Teaching this way makes students think more. They aren't passively listening and copying from the board. The interleaved problem sets also feel harder as they have to think both about the type of problem and how to do it. Everyday they are actively building on prior knowledge and remembering what they have already learned. Combined with frequent, formative assessments, standards based feedback and corrections makes for a busy math class (and a tired teacher too). When we feel overwhelmed, I remind them (and me) of the goal: retention, transfer and confidence.

Week 7 = catch up on grading, planning, blogging and interleaving project.

The last few weeks in

**algebra**have been challenging for my students as we have been exploring complicated word problems.

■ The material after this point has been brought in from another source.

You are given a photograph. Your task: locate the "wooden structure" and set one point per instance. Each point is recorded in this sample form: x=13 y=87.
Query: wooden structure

We worked on showing our thinking by writing and labeling all helpful expressions for a problem. The most challenging were the coin problems, interest problems and mixture problems. For each type, I lead my class through a discussion on how to translate the verbal expressions to algebraic ones. While it wasn't lecture, it also wasn't inquiry.A few days after working through our first coin and mixture problems, students were given Dan's Coin task one day and Yummy Math's Chocolate Milk task the next. Both experiences were evidence of lack of smooth transfer. I thought they had mastered each of these sort of problems as they had been dutifully completing them on their daily problem sets. I thought these tasks would be easy. I was surprised how long it took each group to use algebra to solve each task. Next year I will think about doing the tasks first, before modeling the algebraic approach. Perhaps then the concepts will stick and transfer to slightly different tasks.

Luckily, Julie posted her lesson on literal equations just in time to improve my class. I loved how the number magic lead nicely to inverse operations. I wish that I had longer class periods though as we only had enough time for two rounds of group speed dating. I loved using the white boards though and changing it so that pairs travelled together.

Students have been graphing via tables and calculating slope using a graph all year because of their interleaved problem sets. We started the year with key concepts from pre-algebra and have been slowly mixing in new content. Hence, when it was time for our graphing unit to begin, the transition was smooth and there was absolutely no need for a lecture on graphing vocabulary. Instead, students played Polygraph (Lines). I left the teacher view on the projector so that students could see what type of questions others were asking. Then we discussed which questions were the most helpful. Lastly, they listed all the vocabulary associated with graphing that they could think of with a partner.

The rest of week 6 was spent learning the intercepts method for graphing, working on the T-shirt task from MAP (the 2nd part is great with desmos, btw) and developing a formula for slope. Since students were using the slope triangle method proficiently, getting to the formula was a short math talk away. Using white boards and a partner, they were able to express the slope of the line in terms of (x1,y1) and (x2,y2). The lesson closed not with 5 more for practice, but rather with one problem to extend using the formula to a rate of change problem, which they did with their groups.

Teaching this way makes students think more. They aren't passively listening and copying from the board. The interleaved problem sets also feel harder as they have to think both about the type of problem and how to do it. Everyday they are actively building on prior knowledge and remembering what they have already learned. Combined with frequent, formative assessments, standards based feedback and corrections makes for a busy math class (and a tired teacher too). When we feel overwhelmed, I remind them (and me) of the goal: retention, transfer and confidence.